[GRASS-dev] NULL file compression: loop over uncompressed maps to save disk space

Hi,

while hunting for more GBs on my local disk I found many raster maps
with a still uncompressed NULL files (no surprise since the optional
new NULL compression was introduced in 7.2.0).
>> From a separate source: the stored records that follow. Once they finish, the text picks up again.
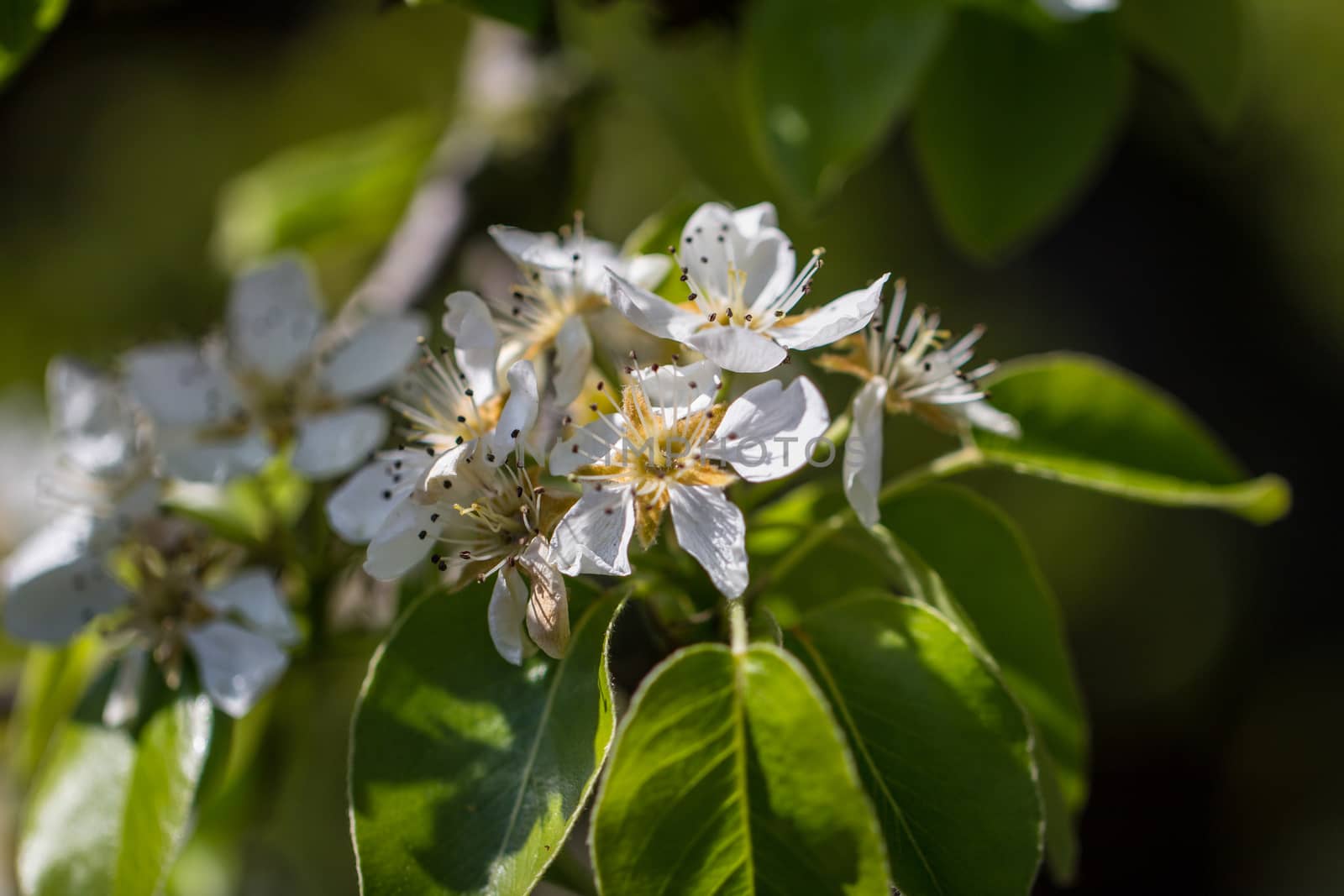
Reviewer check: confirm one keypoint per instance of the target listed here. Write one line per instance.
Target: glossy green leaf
(24, 26)
(524, 13)
(777, 528)
(823, 98)
(171, 757)
(343, 192)
(1090, 423)
(467, 773)
(730, 777)
(941, 745)
(50, 687)
(1200, 43)
(1012, 123)
(985, 563)
(112, 806)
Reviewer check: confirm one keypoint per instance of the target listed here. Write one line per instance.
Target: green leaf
(984, 560)
(50, 687)
(1090, 423)
(823, 98)
(467, 773)
(730, 775)
(675, 76)
(1012, 123)
(171, 757)
(24, 26)
(111, 806)
(524, 13)
(342, 194)
(941, 745)
(776, 530)
(1200, 45)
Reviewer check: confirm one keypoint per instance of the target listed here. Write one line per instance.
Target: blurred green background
(1210, 652)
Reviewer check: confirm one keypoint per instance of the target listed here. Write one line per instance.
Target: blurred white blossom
(280, 379)
(743, 281)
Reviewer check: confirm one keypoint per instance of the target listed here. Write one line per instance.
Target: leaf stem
(738, 626)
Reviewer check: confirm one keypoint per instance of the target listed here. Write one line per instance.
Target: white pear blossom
(546, 317)
(1072, 9)
(474, 520)
(234, 625)
(916, 369)
(62, 578)
(58, 578)
(741, 271)
(280, 378)
(450, 398)
(667, 446)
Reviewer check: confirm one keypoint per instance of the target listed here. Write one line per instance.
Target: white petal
(690, 387)
(178, 385)
(333, 443)
(362, 504)
(528, 249)
(549, 606)
(573, 358)
(55, 582)
(92, 417)
(651, 313)
(373, 358)
(711, 530)
(194, 461)
(595, 537)
(864, 452)
(273, 317)
(586, 445)
(707, 239)
(507, 614)
(766, 432)
(476, 343)
(237, 667)
(405, 540)
(835, 320)
(987, 417)
(124, 700)
(753, 219)
(769, 264)
(519, 412)
(450, 464)
(738, 348)
(647, 271)
(255, 598)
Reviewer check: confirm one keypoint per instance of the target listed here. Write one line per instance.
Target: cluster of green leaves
(913, 723)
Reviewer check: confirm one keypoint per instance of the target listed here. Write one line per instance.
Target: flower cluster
(531, 448)
(476, 490)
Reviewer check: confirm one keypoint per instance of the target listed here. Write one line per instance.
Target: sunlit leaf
(1012, 121)
(1090, 423)
(1200, 43)
(340, 192)
(822, 98)
(50, 687)
(942, 747)
(111, 806)
(983, 559)
(467, 773)
(730, 775)
(24, 26)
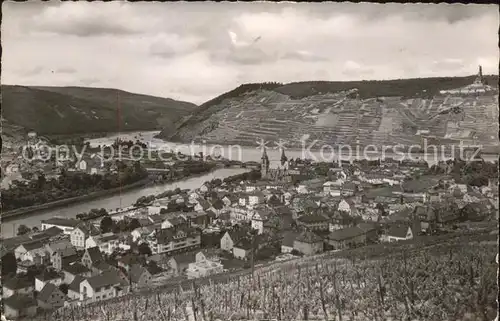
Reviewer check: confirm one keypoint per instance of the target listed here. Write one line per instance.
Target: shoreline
(489, 149)
(15, 214)
(18, 213)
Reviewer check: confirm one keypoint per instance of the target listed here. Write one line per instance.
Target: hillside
(74, 110)
(371, 112)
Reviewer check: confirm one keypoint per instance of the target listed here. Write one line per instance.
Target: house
(175, 240)
(230, 238)
(139, 275)
(80, 234)
(91, 257)
(333, 188)
(201, 219)
(207, 255)
(64, 256)
(65, 224)
(349, 237)
(71, 271)
(53, 247)
(50, 297)
(19, 284)
(48, 276)
(104, 286)
(308, 243)
(179, 263)
(203, 268)
(127, 261)
(74, 288)
(259, 219)
(175, 221)
(108, 242)
(243, 249)
(33, 252)
(18, 306)
(202, 205)
(398, 233)
(313, 222)
(287, 241)
(145, 232)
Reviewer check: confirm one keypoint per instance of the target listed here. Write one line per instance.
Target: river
(127, 198)
(249, 153)
(243, 153)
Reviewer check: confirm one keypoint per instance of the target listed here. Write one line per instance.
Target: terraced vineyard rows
(342, 119)
(393, 282)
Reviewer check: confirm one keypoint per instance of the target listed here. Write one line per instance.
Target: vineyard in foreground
(449, 278)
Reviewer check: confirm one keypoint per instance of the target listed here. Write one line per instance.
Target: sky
(196, 51)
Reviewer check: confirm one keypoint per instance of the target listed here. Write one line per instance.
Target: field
(340, 118)
(73, 110)
(449, 277)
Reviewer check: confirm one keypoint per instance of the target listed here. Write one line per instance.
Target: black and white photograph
(258, 161)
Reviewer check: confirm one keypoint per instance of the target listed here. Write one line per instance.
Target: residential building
(19, 284)
(74, 288)
(313, 222)
(50, 297)
(33, 252)
(308, 243)
(65, 256)
(81, 233)
(230, 238)
(145, 232)
(91, 257)
(179, 263)
(139, 276)
(48, 276)
(347, 237)
(288, 240)
(203, 268)
(71, 271)
(65, 224)
(104, 286)
(18, 306)
(398, 233)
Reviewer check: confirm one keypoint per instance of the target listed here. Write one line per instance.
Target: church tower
(284, 159)
(479, 79)
(264, 167)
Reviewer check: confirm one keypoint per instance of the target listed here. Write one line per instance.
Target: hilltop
(372, 112)
(75, 110)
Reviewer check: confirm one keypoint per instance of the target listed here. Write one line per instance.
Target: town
(284, 210)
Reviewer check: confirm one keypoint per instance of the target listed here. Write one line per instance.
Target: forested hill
(74, 110)
(381, 112)
(408, 88)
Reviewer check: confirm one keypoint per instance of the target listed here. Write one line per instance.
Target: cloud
(65, 70)
(33, 71)
(170, 45)
(85, 19)
(196, 51)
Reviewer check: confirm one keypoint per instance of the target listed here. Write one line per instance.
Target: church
(280, 172)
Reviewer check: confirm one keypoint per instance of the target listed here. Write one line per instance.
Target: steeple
(479, 79)
(284, 159)
(264, 167)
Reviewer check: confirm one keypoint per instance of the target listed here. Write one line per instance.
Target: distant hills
(372, 112)
(75, 110)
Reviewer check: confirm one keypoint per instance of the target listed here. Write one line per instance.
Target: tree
(64, 288)
(23, 229)
(9, 264)
(106, 224)
(134, 223)
(144, 249)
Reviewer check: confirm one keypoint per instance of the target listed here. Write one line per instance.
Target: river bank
(112, 202)
(17, 213)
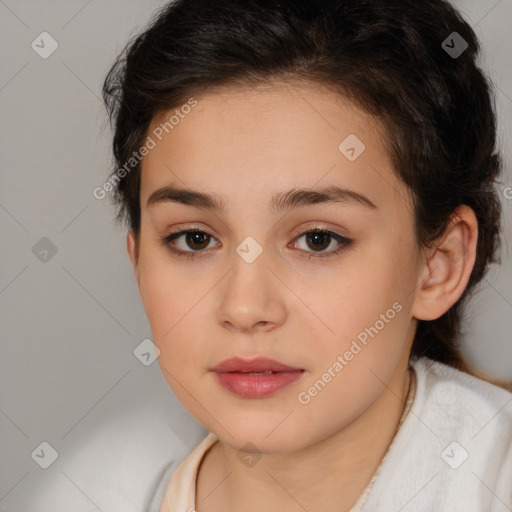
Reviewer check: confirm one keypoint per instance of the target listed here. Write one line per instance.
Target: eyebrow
(280, 201)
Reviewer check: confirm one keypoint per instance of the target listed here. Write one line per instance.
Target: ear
(446, 267)
(133, 253)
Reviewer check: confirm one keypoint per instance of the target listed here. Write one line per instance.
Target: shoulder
(444, 386)
(455, 446)
(474, 413)
(177, 488)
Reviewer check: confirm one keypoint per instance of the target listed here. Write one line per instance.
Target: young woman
(309, 192)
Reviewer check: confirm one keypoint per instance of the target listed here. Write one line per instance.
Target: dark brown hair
(390, 57)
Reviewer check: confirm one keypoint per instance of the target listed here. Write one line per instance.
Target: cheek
(367, 300)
As an example - EU DEM25m:

uncompressed NULL file:
6000000000 Apr 13 2016 ./eu_laea/PERMANENT/cell_misc/eu_dem25/null

compressed NULL file:
32108798 Jan 3 15:09 eu_laea/PERMANENT/cell_misc/eu_dem25/nullcmpr

Ratio:

32108798 / 6000000000

[1] 0.005351466

... quite an improvement :slight_smile:

Having tons of raster maps here I thought of running r.null over all
raster maps. In general it is:

export GRASS_COMPRESS_NULLS=1
r.null -z myrastermap

Attached a patch which adds a second line of output to "r.compress -p
myrastermap" in order to check the actual compression state of a map:

r.compress -p eu_dem25
<eu_dem25> is compressed (method 2: ZLIB). Data type: FCELL
<eu_dem25> has an uncompressed NULL file

After compression it looks like this:

r.compress -p eu_dem25
<eu_dem25> is compressed (method 2: ZLIB). Data type: FCELL
<eu_dem25> has a compressed NULL file

Now, how to use that:

# all in one (check if NULL is compressed, if no, do it otherwise don't touch):
r.compress -p eu_dem25 2>&1 | grep uncompressed && r.null -z eu_dem25

Questions:
I believe that an additional -g flag for shell style printing would be
useful as well).
Maybe with a -g flag no need to use the stderr redirect?
Any better ideas here? (if yes, feel free to submit to SVN for testing)

################
Since r.null -z doesn't do anything useful if GRASS_COMPRESS_NULLS is
not set I have tried (!) to add a G_message() to tell the user if that
variable is set or not.
r.null -z eu_dem25
The GRASS_COMPRESS_NULLS environment variable is currently set
6%...

But it *always* tells that it is set, so my getenv() parsing is wrong.
Can anyone help please? Also attached...

thanks,
Markus

(attachments)

r_compress_r_null.diff (1.34 KB)

On Tue, Jan 3, 2017 at 6:08 PM, Markus Neteler <neteler@osgeo.org> wrote:

Hi,

while hunting for more GBs on my local disk I found many raster maps
with a still uncompressed NULL files (no surprise since the optional
new NULL compression was introduced in 7.2.0).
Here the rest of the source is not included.